A substantivação do adjetivo pronominal, por outro lado, é um fato bem menos comum, embora haja menos pronomes do que adjetivos na língua. E isso não é um acaso. Pronomes são palavras que podem, em geral, ser associadas a um número muito maior de palavras, quando não a todas. E isso já é uma informação fundamental sobre os pronomes: que eles são, em si mesmos, termos que estão já nesse âmbito de totalidade no sentido do em toda parte. Além disso, o fato de que eles sejam em menor número — um número aliás bem reduzido se comparado ao dos adjetivos — diz que esse tipo de palavra, na língua, é responsável por descrever um determinado conjunto de relações muito essenciais, que estão de algum modo presentes em todo dizer.

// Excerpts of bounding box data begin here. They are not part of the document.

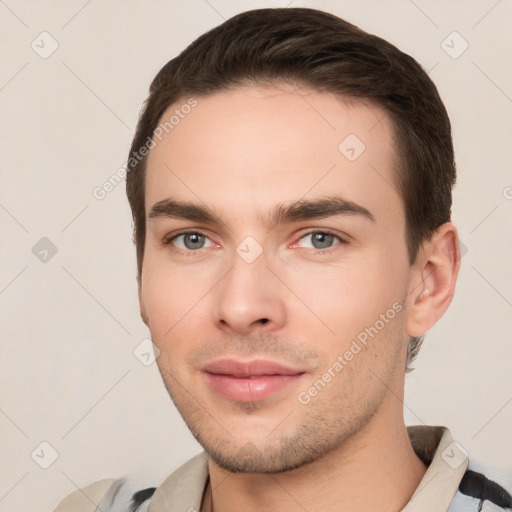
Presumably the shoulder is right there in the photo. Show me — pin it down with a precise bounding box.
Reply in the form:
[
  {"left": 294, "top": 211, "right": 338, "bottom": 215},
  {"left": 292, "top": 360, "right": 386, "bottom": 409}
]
[
  {"left": 55, "top": 478, "right": 116, "bottom": 512},
  {"left": 450, "top": 463, "right": 512, "bottom": 512},
  {"left": 54, "top": 452, "right": 208, "bottom": 512}
]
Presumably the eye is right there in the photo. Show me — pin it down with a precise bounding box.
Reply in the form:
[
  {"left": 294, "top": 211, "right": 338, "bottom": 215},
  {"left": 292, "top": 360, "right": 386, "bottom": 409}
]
[
  {"left": 164, "top": 231, "right": 214, "bottom": 252},
  {"left": 297, "top": 231, "right": 347, "bottom": 253}
]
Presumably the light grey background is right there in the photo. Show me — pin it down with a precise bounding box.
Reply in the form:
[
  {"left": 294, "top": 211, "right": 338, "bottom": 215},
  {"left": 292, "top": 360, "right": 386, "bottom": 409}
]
[{"left": 0, "top": 0, "right": 512, "bottom": 512}]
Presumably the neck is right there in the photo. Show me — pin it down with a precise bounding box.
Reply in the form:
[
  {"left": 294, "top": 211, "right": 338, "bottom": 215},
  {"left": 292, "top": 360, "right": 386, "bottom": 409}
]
[{"left": 202, "top": 382, "right": 427, "bottom": 512}]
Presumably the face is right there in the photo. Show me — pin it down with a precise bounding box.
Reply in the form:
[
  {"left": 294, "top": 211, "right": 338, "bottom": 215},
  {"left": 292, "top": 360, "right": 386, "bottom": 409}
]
[{"left": 139, "top": 85, "right": 416, "bottom": 472}]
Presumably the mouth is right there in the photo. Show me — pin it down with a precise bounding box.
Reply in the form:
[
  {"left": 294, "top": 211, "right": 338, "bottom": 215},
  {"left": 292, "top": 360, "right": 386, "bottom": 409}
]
[{"left": 203, "top": 359, "right": 306, "bottom": 402}]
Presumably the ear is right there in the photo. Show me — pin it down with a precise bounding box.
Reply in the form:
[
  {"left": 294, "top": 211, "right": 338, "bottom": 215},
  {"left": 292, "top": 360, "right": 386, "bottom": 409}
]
[
  {"left": 406, "top": 222, "right": 460, "bottom": 336},
  {"left": 137, "top": 274, "right": 149, "bottom": 327}
]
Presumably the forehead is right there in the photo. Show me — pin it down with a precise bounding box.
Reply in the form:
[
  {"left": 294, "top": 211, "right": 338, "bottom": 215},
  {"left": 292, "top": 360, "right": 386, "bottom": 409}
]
[{"left": 146, "top": 84, "right": 402, "bottom": 225}]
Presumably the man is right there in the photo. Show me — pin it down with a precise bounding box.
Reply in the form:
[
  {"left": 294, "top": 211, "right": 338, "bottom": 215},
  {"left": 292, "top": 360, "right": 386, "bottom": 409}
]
[{"left": 57, "top": 8, "right": 512, "bottom": 512}]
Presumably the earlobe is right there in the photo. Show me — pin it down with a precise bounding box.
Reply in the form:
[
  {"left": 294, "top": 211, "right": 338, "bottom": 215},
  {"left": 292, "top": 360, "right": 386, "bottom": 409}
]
[{"left": 406, "top": 222, "right": 460, "bottom": 336}]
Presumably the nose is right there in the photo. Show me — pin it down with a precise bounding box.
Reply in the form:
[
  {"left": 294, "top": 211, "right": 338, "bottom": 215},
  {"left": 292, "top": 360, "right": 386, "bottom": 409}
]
[{"left": 214, "top": 248, "right": 286, "bottom": 335}]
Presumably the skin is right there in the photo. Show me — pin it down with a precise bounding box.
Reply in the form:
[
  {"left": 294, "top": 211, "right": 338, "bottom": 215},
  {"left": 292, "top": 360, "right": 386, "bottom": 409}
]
[{"left": 139, "top": 84, "right": 460, "bottom": 512}]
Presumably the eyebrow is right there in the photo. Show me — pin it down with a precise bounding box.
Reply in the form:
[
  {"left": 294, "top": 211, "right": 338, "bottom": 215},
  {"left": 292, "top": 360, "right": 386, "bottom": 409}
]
[{"left": 149, "top": 196, "right": 375, "bottom": 227}]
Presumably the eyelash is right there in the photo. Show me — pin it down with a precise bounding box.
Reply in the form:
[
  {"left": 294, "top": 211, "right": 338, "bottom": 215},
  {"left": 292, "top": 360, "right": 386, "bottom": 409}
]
[{"left": 163, "top": 229, "right": 348, "bottom": 257}]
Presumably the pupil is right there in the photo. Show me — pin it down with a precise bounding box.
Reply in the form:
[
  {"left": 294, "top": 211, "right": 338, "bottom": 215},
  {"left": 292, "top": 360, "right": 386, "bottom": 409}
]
[
  {"left": 184, "top": 233, "right": 203, "bottom": 249},
  {"left": 313, "top": 233, "right": 333, "bottom": 249}
]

A substantivação do pronome implica que a língua se detenha sobre o sentido da função que os pronomes exercem na língua. Supondo-se que a língua chegue a “o cada”, “o isto”, “o algum” (supondo-se que se esteja de algum modo claro o que se possa querer dizer com isso), chega-se muito [87] raramente e com extrema dificuldade a “a cadaidade” [2], a “a istidade”, a “a algumidade”. Em geral, são termos forjados no bojo da reflexão filosófica, quase como uma violência contra a língua. Só com a filosofia se chega até eles. Ao dizer “o belo”, “o bom”, “o vero”, a língua não precisou da filosofia, assim como não precisou da filosofia para chegar a “a beleza”, “a bondade”, “a verdade” (mesmo que, com a filosofia, ela estabeleça com essas palavras um novo modo de relação: não é senão esse o sentido da interrogação socrática). Mas quando se fala em “o cada”, “o isto”, “o algo”, “o tudo”, “o nada”, parece que a língua chega a um outro estágio de si mesma, ao qual podemos dar, sem hesitação, o nome de filosofia. Talvez nenhuma língua tenha chegado a esse estágio antes da língua grega. E todas as outras que o fizeram, só o fizeram ao entrar em contato com ela. Talvez a filosofia [88] seja grega, em sua essência (in ihrem Wesen ) [3], como quer Heidegger, porque só junto ao povo grego a língua chegou a uma tal radicalidade de interrogação sobre si mesma [4]. É o que lembra a afirmação de que “a filosofia é na origem de sua essência de tal modo que ela primeiro (pre)ocupou (convocou) (in Anspruch genommen hat) o mundo grego (Das Griechentum), e só ele, para se desenvolver” [5].
Assim como a língua latina, que foi apenas a primeira delas, todas as línguas, no contato com a língua da filosofia grega, tiveram que estabelecer consigo mesmas a mesma relação de radicalidade que aí encontraram. Qualquer língua que se pretenda engajar no exercício da filosofia deve estabelecer consigo mesma tal relação, que não é outra coisa que a própria filosofia. Filosofia, aqui, entendida como a mais radical relação da língua consigo mesma. Se fazemos filosofia em língua portuguesa, é inevitável que nos detenhamos sobre essa língua com aquela mesma radicalidade.